By this reasoning, you will find $n-2$ other invariants (of which the trivial leading coefficient $1$).

Answer 2

Hint:

You can prove, by induction, that in the characteristic polynomial of a matrix $A$: $$ \lambda^n+a_{n-1}\lambda^{n-1}+\cdots + a_1\lambda+a_0 $$ we have: $$a_{n-1}=-tr(A) \qquad a_0=(-1)^n det(A)$$

Then use Viète's formulas.

Answer 3

I'll expand on @TobiasKildetoft's comment.

The result is trivial for diagonal matrices, and applies also to diagonalizable ones because any invertible $S$ satisfies$$\operatorname{tr}SAS^{-1}=\operatorname{tr}AS^{-1}S=\operatorname{tr}A$$and$$\det SAS^{-1}=\det S\det A\det(S^{-1})=\det S\det A(\det S)^{-1}=\det A.$$For $n\times n$ matrices, the difference between $\operatorname{tr}A$ and the sum of $A$'s eigenvalues is a polynomial function of its entries. (This relies on the diagonalizable matrices being "dense", and this property is defined and proven here.) And the only way for this polynomial to vanish on all diagonalizable $A$ is for it to vanish in general.
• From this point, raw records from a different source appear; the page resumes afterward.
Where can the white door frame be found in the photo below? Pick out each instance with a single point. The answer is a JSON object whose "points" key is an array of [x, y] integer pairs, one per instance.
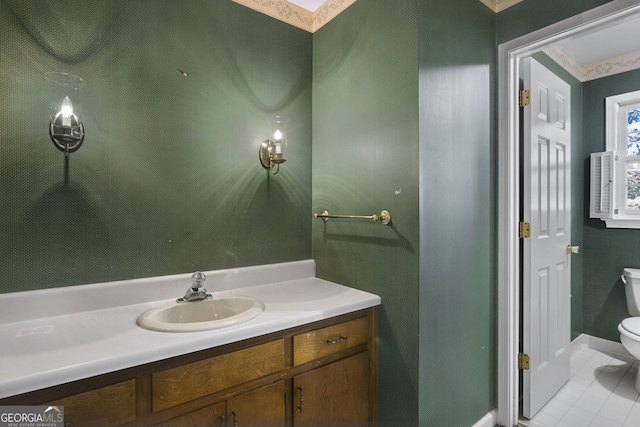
{"points": [[509, 56]]}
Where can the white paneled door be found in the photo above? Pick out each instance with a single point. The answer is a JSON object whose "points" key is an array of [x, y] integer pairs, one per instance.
{"points": [[546, 288]]}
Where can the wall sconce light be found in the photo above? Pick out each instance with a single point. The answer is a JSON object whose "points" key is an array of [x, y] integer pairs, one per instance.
{"points": [[272, 149], [65, 127]]}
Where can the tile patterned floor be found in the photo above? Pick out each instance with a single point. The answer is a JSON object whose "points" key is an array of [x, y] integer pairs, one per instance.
{"points": [[600, 393]]}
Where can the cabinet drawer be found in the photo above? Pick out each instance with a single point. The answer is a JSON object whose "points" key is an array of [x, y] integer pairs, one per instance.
{"points": [[184, 383], [107, 406], [332, 339]]}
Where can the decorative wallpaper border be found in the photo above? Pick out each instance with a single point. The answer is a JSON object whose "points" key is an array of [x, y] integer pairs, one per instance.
{"points": [[296, 15], [605, 68], [499, 5]]}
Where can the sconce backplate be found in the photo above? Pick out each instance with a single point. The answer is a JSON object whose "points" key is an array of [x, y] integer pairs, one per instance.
{"points": [[66, 138]]}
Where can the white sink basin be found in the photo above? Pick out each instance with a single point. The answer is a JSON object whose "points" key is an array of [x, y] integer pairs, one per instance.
{"points": [[216, 313]]}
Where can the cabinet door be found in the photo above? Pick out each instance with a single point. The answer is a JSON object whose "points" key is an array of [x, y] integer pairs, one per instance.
{"points": [[334, 395], [211, 416], [264, 407]]}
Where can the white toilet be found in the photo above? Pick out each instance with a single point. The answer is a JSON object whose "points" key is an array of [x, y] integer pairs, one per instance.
{"points": [[630, 327]]}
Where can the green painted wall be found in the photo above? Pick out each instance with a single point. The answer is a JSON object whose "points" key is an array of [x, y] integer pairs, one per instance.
{"points": [[365, 159], [606, 251], [168, 178], [528, 16], [457, 213]]}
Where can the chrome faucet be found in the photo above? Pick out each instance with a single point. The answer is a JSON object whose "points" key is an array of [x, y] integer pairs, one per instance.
{"points": [[197, 291]]}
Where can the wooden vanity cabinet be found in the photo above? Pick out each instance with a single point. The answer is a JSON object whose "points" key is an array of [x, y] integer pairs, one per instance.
{"points": [[323, 373]]}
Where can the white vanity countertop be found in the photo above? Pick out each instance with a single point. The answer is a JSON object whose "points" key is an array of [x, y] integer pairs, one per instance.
{"points": [[88, 330]]}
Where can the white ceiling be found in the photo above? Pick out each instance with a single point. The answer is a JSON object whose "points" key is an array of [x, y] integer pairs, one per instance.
{"points": [[616, 40], [310, 5], [587, 56], [600, 52]]}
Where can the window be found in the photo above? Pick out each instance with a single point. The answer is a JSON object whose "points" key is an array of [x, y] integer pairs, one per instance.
{"points": [[615, 174]]}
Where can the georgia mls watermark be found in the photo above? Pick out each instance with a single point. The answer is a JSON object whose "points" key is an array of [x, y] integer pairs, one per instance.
{"points": [[31, 416]]}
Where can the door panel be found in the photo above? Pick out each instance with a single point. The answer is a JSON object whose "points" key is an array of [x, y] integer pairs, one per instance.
{"points": [[546, 264]]}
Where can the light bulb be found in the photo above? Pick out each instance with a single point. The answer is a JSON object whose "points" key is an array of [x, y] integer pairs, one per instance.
{"points": [[66, 109]]}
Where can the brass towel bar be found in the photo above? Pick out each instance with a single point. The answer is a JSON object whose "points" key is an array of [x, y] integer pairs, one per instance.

The same argument applies to determinants.

Answer 4

Every matrix $A\in\mathbb{C}^{n\times n}$ is similar to its Jordan normal form J, i.e. there exists a matrix $T\in \operatorname{Gl}_n(\mathbb{C})$ so that $$A=T^{-1}JT$$ which implies: $$\det(A)=\det(T)^{-1}\det(J)\det(T)=\det(J)$$ and $$\operatorname{tr}(A)=\operatorname{tr}(T^{-1}JT)=\operatorname{tr}(TT^{-1}J)=\operatorname{tr}(J)$$ where we used that $\det:\mathbb{C}^{n\times n}\rightarrow\mathbb{C}$ is a monoid-homomorphism and that $\operatorname{tr}(AB)=\operatorname{tr}(BA)$ for all $A,B\in\mathbb{C}^{n\times n}$. For the Jordan matrix $J$ the claim is obvious.